Ce comportement et ce détail sur l'endroit où il vit n'est pas sans rappeler une personnalité emblématique des États-Unis, Howard Hughes. Perec a très bien pu puiser son inspiration dans une figure américaine ; lui qui, en 1980, peu de temps donc avant l'écriture de « 53 jours », co-signait un documentaire intitulé Récits d'Ellis Island, retraçant l'itinéraire des émigrants juifs entre 1905 et 1920 aux États-Unis. 

 

Hughes est souvent décrit comme un excentrique, il a assumé plusieurs fonctions au cours de sa vie : dans les années 1930 il a produit un certains nombre de films, dont un des plus célèbres est Scarface d'Howard Hawks, qui raconte l'ascension d'un petit malfrat à la tête d'un gang. Après la seconde guerre mondiale, il s'est essayé à l'espionnage en faisant notamment affaire avec la CIA et il est même soupçonné d'être à l'origine du scandale du Watergate à cause d'un financement douteux dans la campagne présidentielle du candidat Nixon en 1968.

 

Ne retrouve t-on pas dans la vie d'Howard Hughes quelques ingrédients communs aux différentes pistes explorées par Veyraud ? La possible implication de la Main Noire, association mafieuse de Grianta, dans la disparition de l'auteur ou bien le financement mystérieux de la construction d'un complexe sportif pour les Jeux Panafricains qui se termine en simulacre de procès dont Serval se serait servi pour le scénario de La Crypte. 

 

Tous ces éléments nous mènent donc à Hughes, jusqu'aux dernières années de sa vie, qu'il a passées reclus dans sa suite d'hôtel au dernier étage du Xanadu Beach Resort & Marina aux Bahamas, où il meurt en 1973, dans des conditions de vie déplorables. Personne ne l'avait vu depuis des mois, son corps a dû être identifié grâce à ses empreintes digitales, ajoutant ainsi une couche supplémentaire de mystère à sa vie tumultueuse.

 

Un homme meurt mais son identification est difficile. L'évocation d'Howard Hughes nous ramène au scénario du roman de Serval, La Crypte, qui met en scène le meurtre d'un capitaine de corvette, Rémi Rouard, identifié grâce à plusieurs prélèvements sur la scène de crime dont l'origine est douteuse. Peut-on alors supposer que Serval a connu le même destin que Hughes ou Rémi Rouard?
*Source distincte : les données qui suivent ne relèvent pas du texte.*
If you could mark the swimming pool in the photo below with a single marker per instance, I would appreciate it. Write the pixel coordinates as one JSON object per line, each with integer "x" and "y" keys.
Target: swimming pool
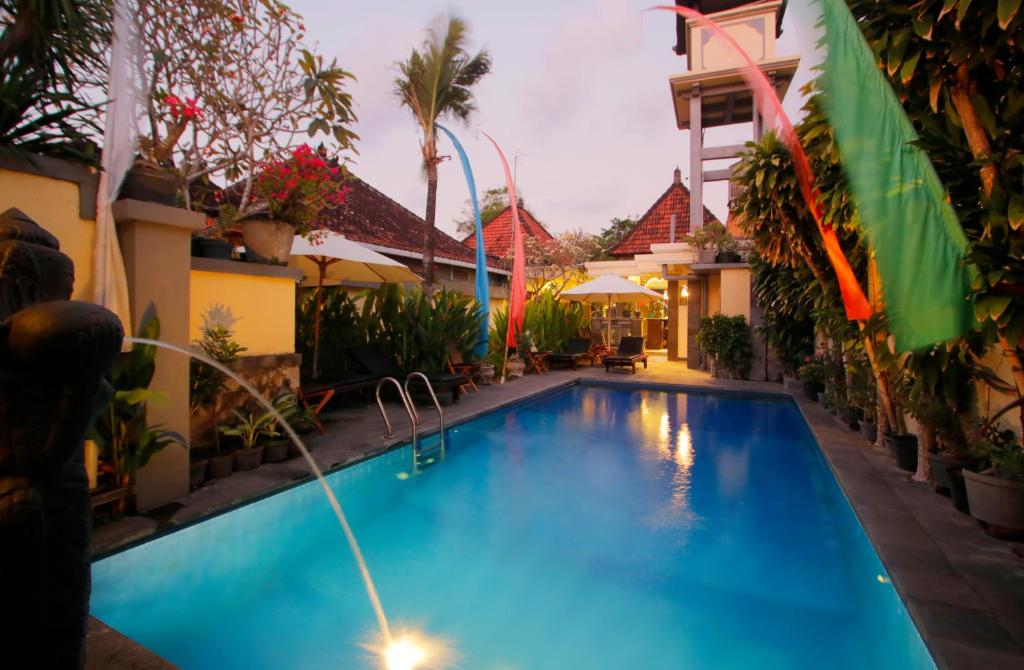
{"x": 595, "y": 528}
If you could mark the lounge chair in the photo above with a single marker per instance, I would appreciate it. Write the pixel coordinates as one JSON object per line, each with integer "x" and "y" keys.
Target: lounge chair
{"x": 630, "y": 353}
{"x": 316, "y": 394}
{"x": 457, "y": 366}
{"x": 376, "y": 363}
{"x": 578, "y": 349}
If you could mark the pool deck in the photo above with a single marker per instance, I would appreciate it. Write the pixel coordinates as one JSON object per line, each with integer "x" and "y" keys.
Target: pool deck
{"x": 964, "y": 589}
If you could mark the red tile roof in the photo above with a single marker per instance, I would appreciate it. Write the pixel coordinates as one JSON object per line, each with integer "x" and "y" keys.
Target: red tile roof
{"x": 372, "y": 217}
{"x": 653, "y": 226}
{"x": 498, "y": 233}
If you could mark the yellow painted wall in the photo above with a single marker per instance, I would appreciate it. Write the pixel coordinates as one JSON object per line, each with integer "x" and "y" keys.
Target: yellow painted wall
{"x": 714, "y": 294}
{"x": 54, "y": 205}
{"x": 259, "y": 309}
{"x": 735, "y": 292}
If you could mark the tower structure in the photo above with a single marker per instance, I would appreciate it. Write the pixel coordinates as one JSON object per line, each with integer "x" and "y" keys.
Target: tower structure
{"x": 713, "y": 92}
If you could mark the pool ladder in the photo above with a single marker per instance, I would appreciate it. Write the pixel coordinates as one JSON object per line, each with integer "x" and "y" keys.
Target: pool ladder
{"x": 421, "y": 457}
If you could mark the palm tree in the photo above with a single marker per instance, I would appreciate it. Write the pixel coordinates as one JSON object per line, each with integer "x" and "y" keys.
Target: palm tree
{"x": 435, "y": 82}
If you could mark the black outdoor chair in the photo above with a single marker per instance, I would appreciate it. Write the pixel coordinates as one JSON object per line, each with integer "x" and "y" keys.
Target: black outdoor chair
{"x": 376, "y": 363}
{"x": 630, "y": 352}
{"x": 578, "y": 349}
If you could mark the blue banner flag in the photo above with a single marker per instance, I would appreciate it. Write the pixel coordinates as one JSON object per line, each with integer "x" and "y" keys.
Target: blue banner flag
{"x": 482, "y": 288}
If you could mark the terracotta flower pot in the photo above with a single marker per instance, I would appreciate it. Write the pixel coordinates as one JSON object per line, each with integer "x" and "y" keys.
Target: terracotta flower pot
{"x": 994, "y": 500}
{"x": 267, "y": 241}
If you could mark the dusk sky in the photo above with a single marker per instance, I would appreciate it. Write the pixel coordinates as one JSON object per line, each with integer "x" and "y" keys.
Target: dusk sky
{"x": 579, "y": 88}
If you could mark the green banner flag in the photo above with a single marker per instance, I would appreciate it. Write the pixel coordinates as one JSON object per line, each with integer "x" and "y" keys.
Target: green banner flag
{"x": 913, "y": 232}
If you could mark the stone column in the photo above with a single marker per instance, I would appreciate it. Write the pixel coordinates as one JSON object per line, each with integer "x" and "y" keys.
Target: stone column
{"x": 674, "y": 323}
{"x": 156, "y": 244}
{"x": 694, "y": 309}
{"x": 696, "y": 162}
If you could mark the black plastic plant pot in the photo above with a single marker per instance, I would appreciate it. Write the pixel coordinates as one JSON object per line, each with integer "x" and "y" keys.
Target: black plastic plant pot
{"x": 208, "y": 248}
{"x": 957, "y": 491}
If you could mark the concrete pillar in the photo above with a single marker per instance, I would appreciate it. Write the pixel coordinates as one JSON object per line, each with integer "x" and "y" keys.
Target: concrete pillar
{"x": 694, "y": 309}
{"x": 156, "y": 244}
{"x": 674, "y": 322}
{"x": 696, "y": 164}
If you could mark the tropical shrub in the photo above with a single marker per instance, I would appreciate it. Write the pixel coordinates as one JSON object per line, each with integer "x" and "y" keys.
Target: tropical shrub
{"x": 125, "y": 436}
{"x": 408, "y": 326}
{"x": 51, "y": 53}
{"x": 341, "y": 329}
{"x": 206, "y": 383}
{"x": 728, "y": 340}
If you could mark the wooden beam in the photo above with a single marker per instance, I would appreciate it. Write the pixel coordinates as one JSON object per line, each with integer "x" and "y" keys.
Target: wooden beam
{"x": 718, "y": 175}
{"x": 719, "y": 153}
{"x": 696, "y": 167}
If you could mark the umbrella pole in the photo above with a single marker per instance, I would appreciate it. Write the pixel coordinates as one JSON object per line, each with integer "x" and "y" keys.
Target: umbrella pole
{"x": 320, "y": 303}
{"x": 609, "y": 322}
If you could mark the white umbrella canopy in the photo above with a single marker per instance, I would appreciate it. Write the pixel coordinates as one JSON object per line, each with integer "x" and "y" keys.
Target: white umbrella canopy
{"x": 333, "y": 258}
{"x": 610, "y": 288}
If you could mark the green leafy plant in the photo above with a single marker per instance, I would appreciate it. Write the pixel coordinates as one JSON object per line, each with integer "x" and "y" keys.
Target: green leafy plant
{"x": 251, "y": 426}
{"x": 205, "y": 382}
{"x": 728, "y": 340}
{"x": 436, "y": 81}
{"x": 51, "y": 52}
{"x": 999, "y": 450}
{"x": 711, "y": 236}
{"x": 299, "y": 416}
{"x": 123, "y": 432}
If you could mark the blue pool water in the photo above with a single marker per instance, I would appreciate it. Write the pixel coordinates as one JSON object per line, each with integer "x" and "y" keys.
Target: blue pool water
{"x": 591, "y": 529}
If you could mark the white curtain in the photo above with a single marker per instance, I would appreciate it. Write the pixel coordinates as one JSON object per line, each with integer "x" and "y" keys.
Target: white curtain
{"x": 120, "y": 140}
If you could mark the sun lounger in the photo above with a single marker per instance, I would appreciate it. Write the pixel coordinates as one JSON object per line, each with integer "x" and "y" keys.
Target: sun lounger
{"x": 630, "y": 352}
{"x": 376, "y": 363}
{"x": 578, "y": 349}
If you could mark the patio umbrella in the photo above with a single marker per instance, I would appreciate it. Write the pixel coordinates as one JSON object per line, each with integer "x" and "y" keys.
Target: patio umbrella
{"x": 613, "y": 289}
{"x": 334, "y": 258}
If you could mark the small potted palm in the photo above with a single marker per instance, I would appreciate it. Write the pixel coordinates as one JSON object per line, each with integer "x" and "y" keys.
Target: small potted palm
{"x": 995, "y": 487}
{"x": 206, "y": 387}
{"x": 812, "y": 375}
{"x": 250, "y": 428}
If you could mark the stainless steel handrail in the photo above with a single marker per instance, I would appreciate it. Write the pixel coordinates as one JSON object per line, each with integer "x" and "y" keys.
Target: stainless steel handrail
{"x": 433, "y": 396}
{"x": 414, "y": 418}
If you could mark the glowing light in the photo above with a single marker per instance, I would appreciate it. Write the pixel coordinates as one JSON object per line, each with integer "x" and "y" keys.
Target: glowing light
{"x": 411, "y": 650}
{"x": 403, "y": 655}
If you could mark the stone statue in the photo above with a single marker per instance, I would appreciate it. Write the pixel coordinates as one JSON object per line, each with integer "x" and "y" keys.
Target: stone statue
{"x": 53, "y": 354}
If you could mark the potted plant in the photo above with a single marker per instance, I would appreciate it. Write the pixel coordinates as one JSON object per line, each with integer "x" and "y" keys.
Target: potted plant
{"x": 212, "y": 243}
{"x": 293, "y": 191}
{"x": 812, "y": 375}
{"x": 995, "y": 489}
{"x": 152, "y": 177}
{"x": 121, "y": 429}
{"x": 206, "y": 385}
{"x": 250, "y": 427}
{"x": 704, "y": 240}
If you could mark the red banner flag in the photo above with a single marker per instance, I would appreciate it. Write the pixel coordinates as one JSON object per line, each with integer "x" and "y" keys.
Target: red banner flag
{"x": 517, "y": 292}
{"x": 857, "y": 307}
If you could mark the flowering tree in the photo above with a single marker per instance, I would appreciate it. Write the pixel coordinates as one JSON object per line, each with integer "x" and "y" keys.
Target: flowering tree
{"x": 555, "y": 264}
{"x": 251, "y": 88}
{"x": 297, "y": 189}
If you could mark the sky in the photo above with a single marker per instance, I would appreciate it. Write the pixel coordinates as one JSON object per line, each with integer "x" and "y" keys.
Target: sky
{"x": 579, "y": 90}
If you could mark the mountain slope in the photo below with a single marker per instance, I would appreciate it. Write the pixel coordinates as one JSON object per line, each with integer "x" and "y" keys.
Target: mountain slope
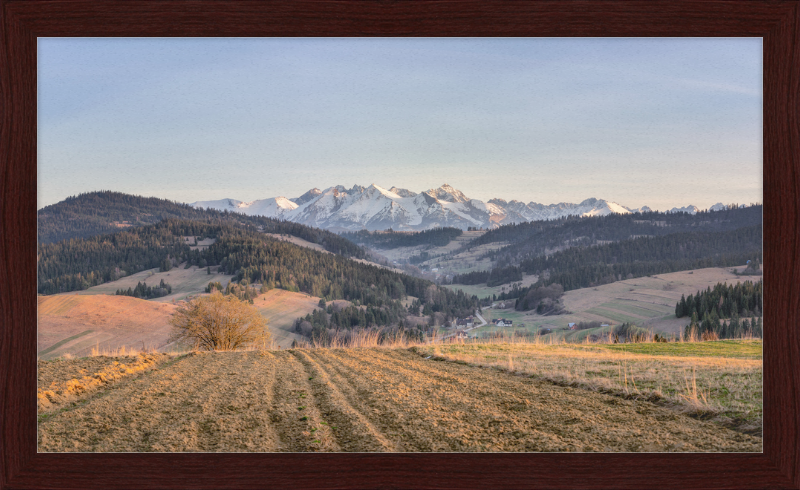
{"x": 105, "y": 212}
{"x": 376, "y": 208}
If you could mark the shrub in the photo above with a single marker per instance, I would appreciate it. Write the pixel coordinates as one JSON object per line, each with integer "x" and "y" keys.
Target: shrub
{"x": 218, "y": 322}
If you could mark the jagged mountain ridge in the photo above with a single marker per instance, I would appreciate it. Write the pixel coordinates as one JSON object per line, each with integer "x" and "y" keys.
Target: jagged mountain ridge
{"x": 377, "y": 208}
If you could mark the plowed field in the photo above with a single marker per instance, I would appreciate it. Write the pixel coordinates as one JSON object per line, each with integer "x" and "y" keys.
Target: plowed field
{"x": 362, "y": 400}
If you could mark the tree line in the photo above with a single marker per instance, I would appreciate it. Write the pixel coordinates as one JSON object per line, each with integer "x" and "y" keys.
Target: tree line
{"x": 100, "y": 213}
{"x": 582, "y": 267}
{"x": 143, "y": 291}
{"x": 251, "y": 257}
{"x": 537, "y": 238}
{"x": 389, "y": 239}
{"x": 744, "y": 299}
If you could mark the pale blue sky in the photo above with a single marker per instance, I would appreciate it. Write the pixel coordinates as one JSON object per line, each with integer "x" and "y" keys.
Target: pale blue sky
{"x": 657, "y": 122}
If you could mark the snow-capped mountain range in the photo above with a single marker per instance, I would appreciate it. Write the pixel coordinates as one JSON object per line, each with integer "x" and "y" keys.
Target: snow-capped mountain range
{"x": 377, "y": 208}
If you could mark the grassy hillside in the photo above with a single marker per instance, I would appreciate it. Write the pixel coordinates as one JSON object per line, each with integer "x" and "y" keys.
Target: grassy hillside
{"x": 647, "y": 301}
{"x": 75, "y": 325}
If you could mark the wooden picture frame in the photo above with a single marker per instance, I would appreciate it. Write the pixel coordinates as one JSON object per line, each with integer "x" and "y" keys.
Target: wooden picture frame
{"x": 778, "y": 22}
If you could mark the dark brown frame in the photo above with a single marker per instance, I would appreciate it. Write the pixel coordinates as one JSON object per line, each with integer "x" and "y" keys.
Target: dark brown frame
{"x": 23, "y": 21}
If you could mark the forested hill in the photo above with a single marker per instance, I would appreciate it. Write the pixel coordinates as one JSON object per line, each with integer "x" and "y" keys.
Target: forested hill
{"x": 534, "y": 238}
{"x": 436, "y": 237}
{"x": 580, "y": 267}
{"x": 248, "y": 254}
{"x": 104, "y": 212}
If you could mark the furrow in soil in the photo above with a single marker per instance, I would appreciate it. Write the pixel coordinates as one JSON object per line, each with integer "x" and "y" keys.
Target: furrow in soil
{"x": 337, "y": 399}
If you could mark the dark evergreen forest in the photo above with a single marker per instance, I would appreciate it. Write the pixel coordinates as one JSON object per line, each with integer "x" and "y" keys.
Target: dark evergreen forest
{"x": 744, "y": 299}
{"x": 436, "y": 237}
{"x": 104, "y": 212}
{"x": 534, "y": 238}
{"x": 727, "y": 311}
{"x": 249, "y": 255}
{"x": 143, "y": 291}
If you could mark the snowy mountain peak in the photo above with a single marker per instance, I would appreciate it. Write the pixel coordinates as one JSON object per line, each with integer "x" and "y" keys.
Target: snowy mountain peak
{"x": 447, "y": 193}
{"x": 686, "y": 209}
{"x": 403, "y": 192}
{"x": 377, "y": 208}
{"x": 311, "y": 194}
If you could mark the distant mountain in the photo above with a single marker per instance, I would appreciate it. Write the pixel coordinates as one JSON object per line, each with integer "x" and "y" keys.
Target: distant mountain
{"x": 103, "y": 212}
{"x": 687, "y": 209}
{"x": 376, "y": 208}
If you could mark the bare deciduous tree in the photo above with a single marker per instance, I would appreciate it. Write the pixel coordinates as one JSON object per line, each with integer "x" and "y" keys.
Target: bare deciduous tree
{"x": 218, "y": 322}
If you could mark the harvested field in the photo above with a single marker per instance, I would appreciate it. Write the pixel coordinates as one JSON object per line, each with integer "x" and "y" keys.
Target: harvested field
{"x": 363, "y": 400}
{"x": 74, "y": 324}
{"x": 720, "y": 380}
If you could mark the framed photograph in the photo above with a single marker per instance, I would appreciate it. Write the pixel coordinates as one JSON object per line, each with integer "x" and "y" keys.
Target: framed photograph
{"x": 530, "y": 349}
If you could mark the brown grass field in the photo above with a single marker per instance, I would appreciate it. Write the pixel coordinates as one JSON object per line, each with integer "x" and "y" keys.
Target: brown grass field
{"x": 282, "y": 308}
{"x": 185, "y": 282}
{"x": 73, "y": 324}
{"x": 719, "y": 380}
{"x": 352, "y": 400}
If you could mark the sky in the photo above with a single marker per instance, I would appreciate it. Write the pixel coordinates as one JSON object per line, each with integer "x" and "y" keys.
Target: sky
{"x": 656, "y": 122}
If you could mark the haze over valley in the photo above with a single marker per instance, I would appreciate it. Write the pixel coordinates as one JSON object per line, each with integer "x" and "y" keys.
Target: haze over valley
{"x": 376, "y": 208}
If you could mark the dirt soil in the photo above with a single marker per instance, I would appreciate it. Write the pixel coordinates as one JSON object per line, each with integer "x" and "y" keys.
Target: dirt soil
{"x": 363, "y": 400}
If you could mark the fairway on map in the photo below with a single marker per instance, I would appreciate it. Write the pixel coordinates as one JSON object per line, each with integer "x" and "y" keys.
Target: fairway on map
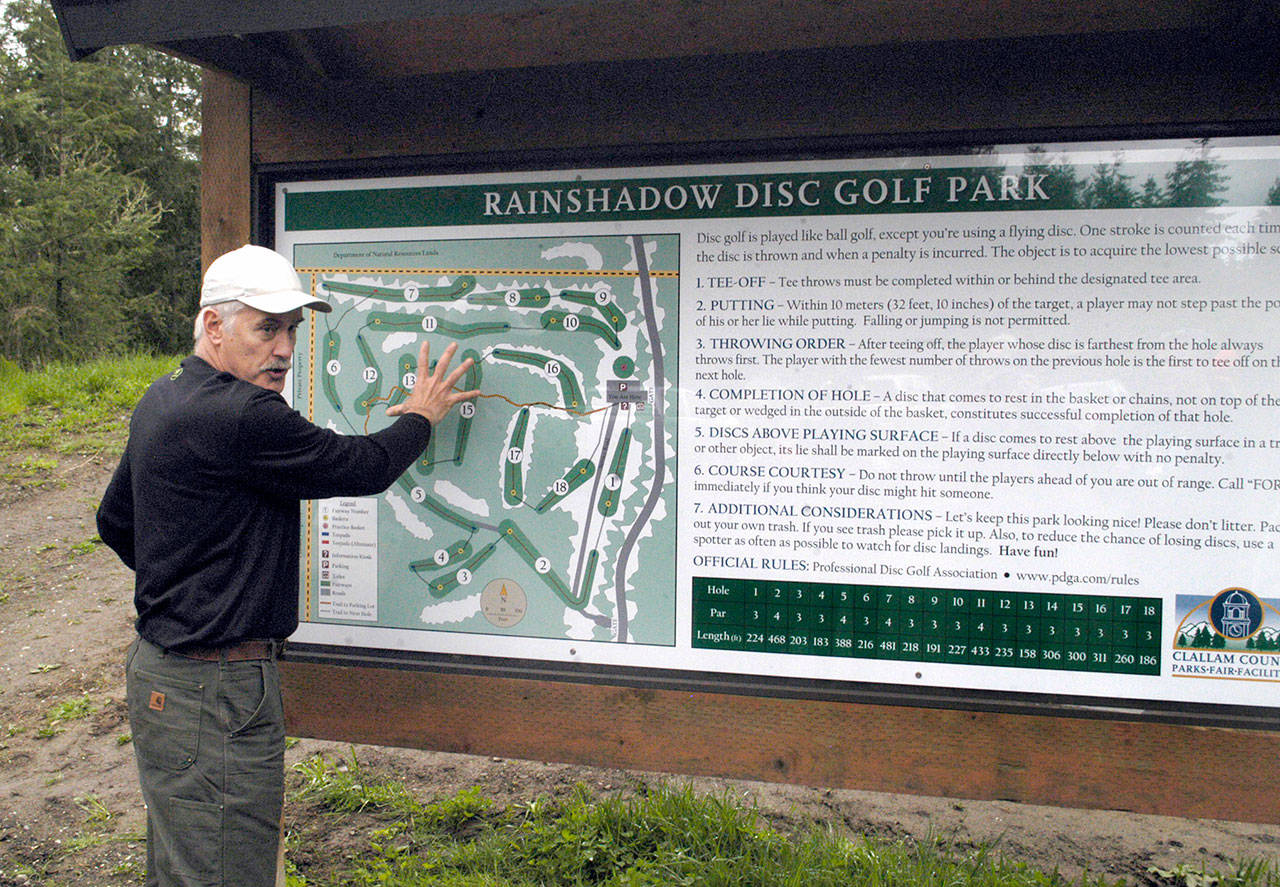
{"x": 547, "y": 507}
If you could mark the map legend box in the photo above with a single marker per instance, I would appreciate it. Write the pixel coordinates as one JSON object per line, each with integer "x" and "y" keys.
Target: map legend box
{"x": 348, "y": 553}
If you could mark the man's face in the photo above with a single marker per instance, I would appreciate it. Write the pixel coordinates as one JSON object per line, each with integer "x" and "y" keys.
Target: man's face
{"x": 257, "y": 347}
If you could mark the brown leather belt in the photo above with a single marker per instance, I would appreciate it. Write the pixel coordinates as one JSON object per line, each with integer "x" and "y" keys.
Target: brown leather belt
{"x": 241, "y": 652}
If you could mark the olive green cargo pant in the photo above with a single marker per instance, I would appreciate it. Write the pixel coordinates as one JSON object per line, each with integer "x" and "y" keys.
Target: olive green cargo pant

Va t-on retrouver son corps quelque part et surtout, comment être sûr de l'identifier de manière certaine ?

 

 

Si l'on fait le compte jusqu'à maintenant, nous sommes déjà face à trois dédoublements, fictifs ou non, de Serval : Veyraud, l'enquêteur amateur, Hughes, le misanthrope excentrique et Rouard, la victime du roman de Serval, l'écrivain. Mais on ne peut pas en rester là car un nouveau roman entre soudain en jeu, K comme Koala.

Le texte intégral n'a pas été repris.